Nuru POD lights have enough capacity to provide 10 days’ worth of light. Recharging the lights is done by pedalling a patented bike – the PowerCycle TM – which is capable of fully recharging five POD lights after just 20 minutes of pedalling. By setting up a network of rural entrepreneurs – who took out loans through micro-finance institutions to purchase the PowerCycle TM and then earn money through re-charging the POD lights for customers – Nuru Energy helped to create a sustainable livelihood for people in rural areas. Daily incomes have risen from US$0.50 to as much as US$13.50 a day through a combination of selling or renting Nuru POD lights and then offering a recharging service for the lights, roughly equivalent to the cost of recharging a mobile telephone.
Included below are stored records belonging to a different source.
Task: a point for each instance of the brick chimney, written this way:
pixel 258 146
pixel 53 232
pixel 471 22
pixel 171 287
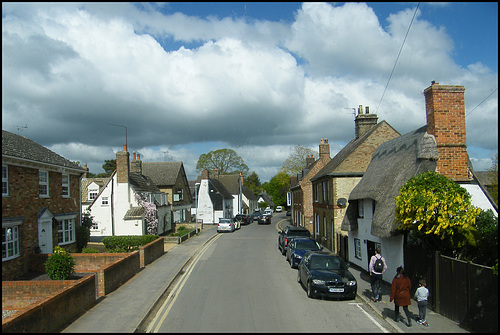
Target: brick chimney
pixel 445 109
pixel 364 122
pixel 86 170
pixel 136 164
pixel 324 150
pixel 309 161
pixel 122 165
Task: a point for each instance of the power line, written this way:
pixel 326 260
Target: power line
pixel 496 89
pixel 414 14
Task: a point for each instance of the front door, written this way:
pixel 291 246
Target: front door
pixel 45 236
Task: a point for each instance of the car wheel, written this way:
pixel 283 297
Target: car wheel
pixel 309 290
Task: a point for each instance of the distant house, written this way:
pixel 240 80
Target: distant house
pixel 244 200
pixel 213 200
pixel 170 178
pixel 115 208
pixel 439 146
pixel 332 185
pixel 302 190
pixel 40 203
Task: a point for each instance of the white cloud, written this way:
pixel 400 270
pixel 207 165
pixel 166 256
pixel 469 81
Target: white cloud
pixel 259 87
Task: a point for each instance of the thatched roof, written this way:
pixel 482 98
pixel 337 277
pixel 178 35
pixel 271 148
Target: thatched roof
pixel 393 164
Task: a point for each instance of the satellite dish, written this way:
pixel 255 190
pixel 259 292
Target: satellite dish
pixel 341 202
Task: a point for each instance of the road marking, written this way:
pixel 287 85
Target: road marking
pixel 172 296
pixel 371 318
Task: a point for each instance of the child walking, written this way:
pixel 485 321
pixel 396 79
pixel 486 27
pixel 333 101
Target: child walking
pixel 421 295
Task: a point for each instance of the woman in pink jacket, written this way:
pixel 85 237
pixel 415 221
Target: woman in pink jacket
pixel 400 293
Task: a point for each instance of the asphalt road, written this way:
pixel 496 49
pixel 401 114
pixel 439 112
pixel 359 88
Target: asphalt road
pixel 240 282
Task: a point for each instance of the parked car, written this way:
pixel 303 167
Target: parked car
pixel 289 232
pixel 325 274
pixel 243 218
pixel 264 219
pixel 255 215
pixel 298 247
pixel 225 225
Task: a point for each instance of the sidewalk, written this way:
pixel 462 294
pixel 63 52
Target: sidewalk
pixel 123 310
pixel 385 309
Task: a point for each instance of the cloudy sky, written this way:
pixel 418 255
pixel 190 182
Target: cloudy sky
pixel 259 78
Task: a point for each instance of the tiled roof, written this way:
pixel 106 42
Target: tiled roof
pixel 162 173
pixel 21 147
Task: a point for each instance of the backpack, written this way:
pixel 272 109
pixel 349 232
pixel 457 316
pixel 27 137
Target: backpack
pixel 379 265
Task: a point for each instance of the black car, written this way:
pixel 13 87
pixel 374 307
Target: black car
pixel 325 274
pixel 298 247
pixel 264 219
pixel 288 233
pixel 243 218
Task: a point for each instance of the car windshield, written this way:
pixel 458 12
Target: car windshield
pixel 306 245
pixel 326 263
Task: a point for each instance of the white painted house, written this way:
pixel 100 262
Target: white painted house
pixel 113 204
pixel 213 200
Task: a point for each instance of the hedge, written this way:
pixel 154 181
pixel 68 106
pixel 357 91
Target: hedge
pixel 127 243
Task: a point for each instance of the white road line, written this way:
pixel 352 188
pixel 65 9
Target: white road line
pixel 371 318
pixel 172 296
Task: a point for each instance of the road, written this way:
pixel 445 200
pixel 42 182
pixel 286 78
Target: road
pixel 240 282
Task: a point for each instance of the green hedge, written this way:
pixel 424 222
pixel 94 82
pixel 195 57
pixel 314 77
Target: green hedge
pixel 127 243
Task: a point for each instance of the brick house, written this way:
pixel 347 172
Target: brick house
pixel 301 191
pixel 438 146
pixel 113 204
pixel 40 203
pixel 170 178
pixel 335 181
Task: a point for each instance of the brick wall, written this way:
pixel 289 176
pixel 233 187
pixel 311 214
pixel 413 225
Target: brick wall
pixel 445 109
pixel 62 303
pixel 24 202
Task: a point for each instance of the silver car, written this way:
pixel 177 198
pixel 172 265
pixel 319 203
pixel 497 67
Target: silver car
pixel 225 225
There have been a few changes to the business model since its inception. “We realised that as we expanded we could approach a far greater number of entrepreneurs if we removed the power cycle generator from part of the loan package,” Hajee explains. “The loan size is much smaller and for the entrepreneur it is an appetising bite-size, because they perceive the risk to be much less.” Today, the cycle generators are still supplied to the entrepreneurs, but Hajee is in discussions with a number of multinational companies over corporate sponsorship deals to encourage them to bear the cost of the generators in return for brand awareness in rural areas.
The hard work begins
Nuru Energy initially had two revenue streams: short-term revenues comprised the product margins on each sale of the lights and charger, and mid-term revenues comprised the micro-finance fees charged to the entrepreneurs each time they purchased more recharging credits. Now a third revenue stream has come on board with the carbon credits deal providing Nuru Energy’s long-term revenue stream.
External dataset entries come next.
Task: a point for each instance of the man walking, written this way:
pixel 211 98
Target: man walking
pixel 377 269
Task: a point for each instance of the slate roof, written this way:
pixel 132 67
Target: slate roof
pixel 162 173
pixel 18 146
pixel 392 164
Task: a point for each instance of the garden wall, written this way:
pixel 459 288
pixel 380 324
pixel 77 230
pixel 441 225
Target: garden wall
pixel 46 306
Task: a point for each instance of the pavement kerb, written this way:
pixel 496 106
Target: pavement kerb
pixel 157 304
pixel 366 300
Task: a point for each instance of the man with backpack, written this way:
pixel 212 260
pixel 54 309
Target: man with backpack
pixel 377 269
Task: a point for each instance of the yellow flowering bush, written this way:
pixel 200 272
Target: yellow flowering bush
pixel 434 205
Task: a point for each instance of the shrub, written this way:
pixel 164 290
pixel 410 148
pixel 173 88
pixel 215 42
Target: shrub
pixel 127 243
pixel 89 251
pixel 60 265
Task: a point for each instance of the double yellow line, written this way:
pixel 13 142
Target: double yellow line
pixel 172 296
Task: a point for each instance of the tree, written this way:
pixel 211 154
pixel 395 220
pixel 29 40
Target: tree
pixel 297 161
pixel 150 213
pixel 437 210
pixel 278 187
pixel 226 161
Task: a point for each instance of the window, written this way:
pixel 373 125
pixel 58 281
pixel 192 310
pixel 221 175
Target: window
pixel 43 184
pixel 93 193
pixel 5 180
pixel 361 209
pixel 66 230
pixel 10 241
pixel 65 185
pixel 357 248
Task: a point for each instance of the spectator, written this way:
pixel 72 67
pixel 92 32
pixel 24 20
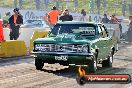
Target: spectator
pixel 120 27
pixel 90 19
pixel 105 19
pixel 53 16
pixel 15 22
pixel 83 12
pixel 66 16
pixel 114 19
pixel 129 32
pixel 45 18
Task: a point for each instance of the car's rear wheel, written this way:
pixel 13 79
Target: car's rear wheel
pixel 39 64
pixel 93 64
pixel 109 61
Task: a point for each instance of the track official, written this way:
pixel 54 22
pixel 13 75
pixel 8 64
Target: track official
pixel 15 21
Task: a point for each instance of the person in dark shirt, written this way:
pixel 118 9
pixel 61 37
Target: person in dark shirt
pixel 105 19
pixel 66 16
pixel 15 21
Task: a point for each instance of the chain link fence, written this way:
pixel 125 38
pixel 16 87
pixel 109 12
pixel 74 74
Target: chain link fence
pixel 118 7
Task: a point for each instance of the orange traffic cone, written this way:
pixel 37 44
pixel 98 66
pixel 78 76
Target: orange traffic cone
pixel 1 32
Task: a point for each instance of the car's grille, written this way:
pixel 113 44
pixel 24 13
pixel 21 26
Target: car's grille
pixel 58 48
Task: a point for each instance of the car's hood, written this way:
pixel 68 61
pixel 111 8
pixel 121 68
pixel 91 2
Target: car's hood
pixel 66 38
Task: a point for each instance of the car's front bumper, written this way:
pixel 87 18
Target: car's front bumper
pixel 62 53
pixel 73 58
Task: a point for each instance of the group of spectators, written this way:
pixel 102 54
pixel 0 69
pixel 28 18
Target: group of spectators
pixel 52 17
pixel 113 19
pixel 14 22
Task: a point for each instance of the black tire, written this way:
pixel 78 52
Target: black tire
pixel 39 64
pixel 109 61
pixel 93 64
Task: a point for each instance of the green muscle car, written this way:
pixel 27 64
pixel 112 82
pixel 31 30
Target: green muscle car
pixel 76 43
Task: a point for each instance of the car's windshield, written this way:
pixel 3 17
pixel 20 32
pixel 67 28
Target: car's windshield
pixel 82 29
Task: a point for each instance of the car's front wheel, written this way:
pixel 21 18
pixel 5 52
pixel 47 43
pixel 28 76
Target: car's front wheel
pixel 39 64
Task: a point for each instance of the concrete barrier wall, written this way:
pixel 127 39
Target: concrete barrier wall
pixel 113 30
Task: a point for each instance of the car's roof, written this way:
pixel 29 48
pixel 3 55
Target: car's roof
pixel 78 22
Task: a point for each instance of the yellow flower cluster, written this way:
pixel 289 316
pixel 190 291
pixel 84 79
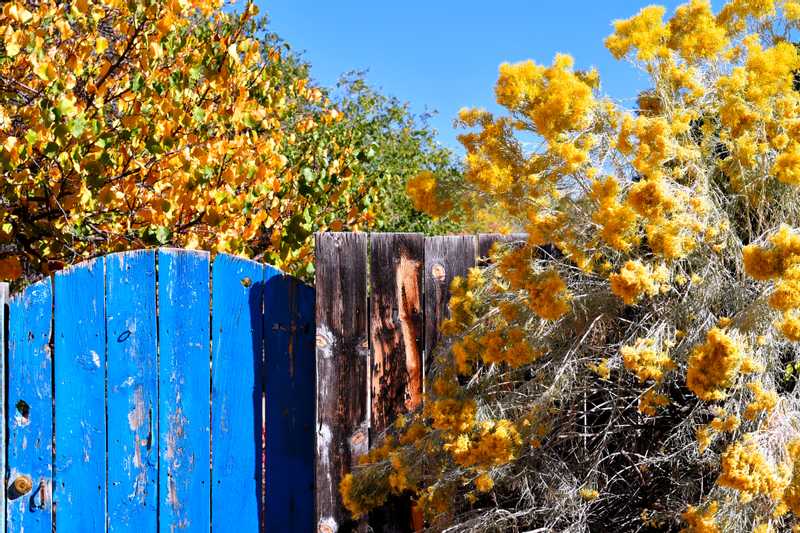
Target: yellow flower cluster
pixel 555 98
pixel 745 468
pixel 714 365
pixel 462 303
pixel 646 33
pixel 791 496
pixel 695 33
pixel 496 443
pixel 646 361
pixel 779 261
pixel 617 221
pixel 451 415
pixel 650 401
pixel 484 483
pixel 548 296
pixel 636 279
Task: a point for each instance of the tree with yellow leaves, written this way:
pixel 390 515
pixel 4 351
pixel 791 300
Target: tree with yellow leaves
pixel 126 124
pixel 631 366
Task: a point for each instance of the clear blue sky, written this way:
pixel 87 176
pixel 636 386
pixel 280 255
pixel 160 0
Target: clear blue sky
pixel 443 55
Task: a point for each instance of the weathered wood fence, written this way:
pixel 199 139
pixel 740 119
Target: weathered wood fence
pixel 380 300
pixel 155 391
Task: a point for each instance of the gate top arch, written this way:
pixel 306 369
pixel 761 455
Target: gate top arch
pixel 160 389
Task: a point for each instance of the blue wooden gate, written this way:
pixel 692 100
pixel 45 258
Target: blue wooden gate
pixel 156 391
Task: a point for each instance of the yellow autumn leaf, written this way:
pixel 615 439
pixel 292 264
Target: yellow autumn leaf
pixel 101 45
pixel 19 13
pixel 10 268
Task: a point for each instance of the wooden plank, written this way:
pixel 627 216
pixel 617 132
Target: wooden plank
pixel 132 391
pixel 3 403
pixel 396 341
pixel 80 380
pixel 445 258
pixel 486 240
pixel 30 439
pixel 237 388
pixel 342 355
pixel 184 378
pixel 290 393
pixel 396 325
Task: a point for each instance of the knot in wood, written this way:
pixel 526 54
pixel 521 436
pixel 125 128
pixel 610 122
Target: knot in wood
pixel 438 272
pixel 21 486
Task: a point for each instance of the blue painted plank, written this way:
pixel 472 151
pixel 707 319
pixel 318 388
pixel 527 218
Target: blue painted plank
pixel 132 391
pixel 3 353
pixel 80 430
pixel 236 403
pixel 30 419
pixel 290 387
pixel 184 381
With Nuru’s finances now secure for years to come, and as other inward investment takes hold in the developing world, the Nuru niche is increasing.
“Now is when the hard work really begins,” says Hajee. “For the last three years, we been refining the business model and specifically for the last year we’ve been working on raising this funding. So today is when we get to roll up our sleeves and take what we’ve done to the next level.”